En primer lugar, el cambio de modelo que se persigue –el paso a un sistema de pensiones mixto– es una opción político-ideológica, no algo inevitable. En este sentido, importa insistir en que las dificultades que hoy atraviesa la Seguridad Social son de naturaleza coyuntural, pues derivan de la pérdida de tres millones de empleos durante la crisis. Con la particularidad de que disponemos de instrumentos para hacer frente a esas tensiones –54.000 millones de euros en el fondo de reserva–, así como de orientaciones de política económica que resultarían eficaces para estabilizar la situación financiera –priorizar la creación de empleo–. Por su parte, los problemas estructurales del sistema de pensiones fueron razonablemente abordados por la reforma de 2011 que, a cambio de sacrificios, garantizaba la sostenibilidad de un modelo de reparto reconocible como tal. Los retos estructurales persisten, sí, pero tienen más que ver con aspectos relacionados con la insuficiencia de las pensiones de determinados colectivos –las mujeres, señaladamente–.

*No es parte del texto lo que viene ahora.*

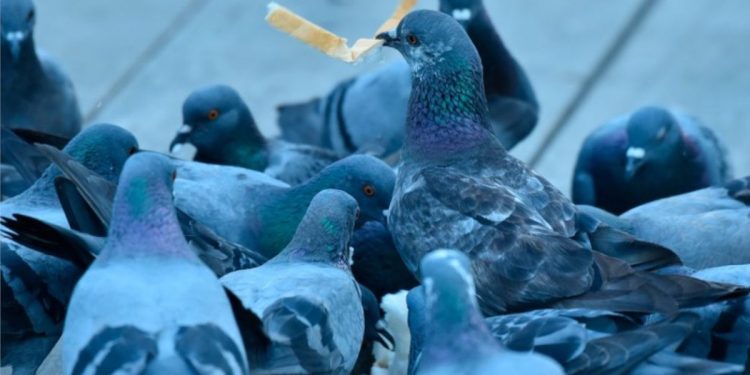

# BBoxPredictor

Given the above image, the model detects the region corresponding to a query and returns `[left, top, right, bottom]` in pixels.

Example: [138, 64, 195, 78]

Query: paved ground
[30, 0, 750, 197]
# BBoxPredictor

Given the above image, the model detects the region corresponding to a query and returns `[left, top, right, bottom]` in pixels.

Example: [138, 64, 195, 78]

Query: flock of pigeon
[0, 0, 750, 374]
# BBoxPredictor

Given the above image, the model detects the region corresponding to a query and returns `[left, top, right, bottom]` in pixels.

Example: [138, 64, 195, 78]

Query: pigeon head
[63, 124, 138, 182]
[103, 152, 189, 255]
[169, 85, 265, 154]
[300, 155, 396, 226]
[625, 107, 682, 180]
[0, 0, 36, 64]
[440, 0, 484, 27]
[377, 10, 482, 77]
[418, 250, 498, 367]
[378, 10, 493, 161]
[277, 189, 359, 269]
[419, 250, 477, 321]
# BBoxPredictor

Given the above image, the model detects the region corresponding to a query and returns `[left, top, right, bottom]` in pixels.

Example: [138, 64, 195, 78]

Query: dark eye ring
[362, 184, 375, 197]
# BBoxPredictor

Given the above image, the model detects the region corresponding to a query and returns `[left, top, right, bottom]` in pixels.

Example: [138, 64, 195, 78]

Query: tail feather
[0, 214, 102, 269]
[565, 314, 698, 374]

Y, en segundo lugar, es posible que a mitad de siglo el gasto total (público y privado) en pensiones no implique una reducción importante sobre el 14% del PIB previsto antes de la reforma (‘ruptura’) de 2013. Pero sí supondrá, en todo caso, un cambio muy relevante en su composición, con una sensiblemente menor aportación del sistema público y un peso mucho mayor de las pensiones privadas. Y no debe desconocerse que ese nuevo sistema, más individualista, ha de traer consigo enormes desigualdades en función de la capacidad de ahorro y un debilitamiento del Estado de Bienestar con el consiguiente incremento de la pobreza.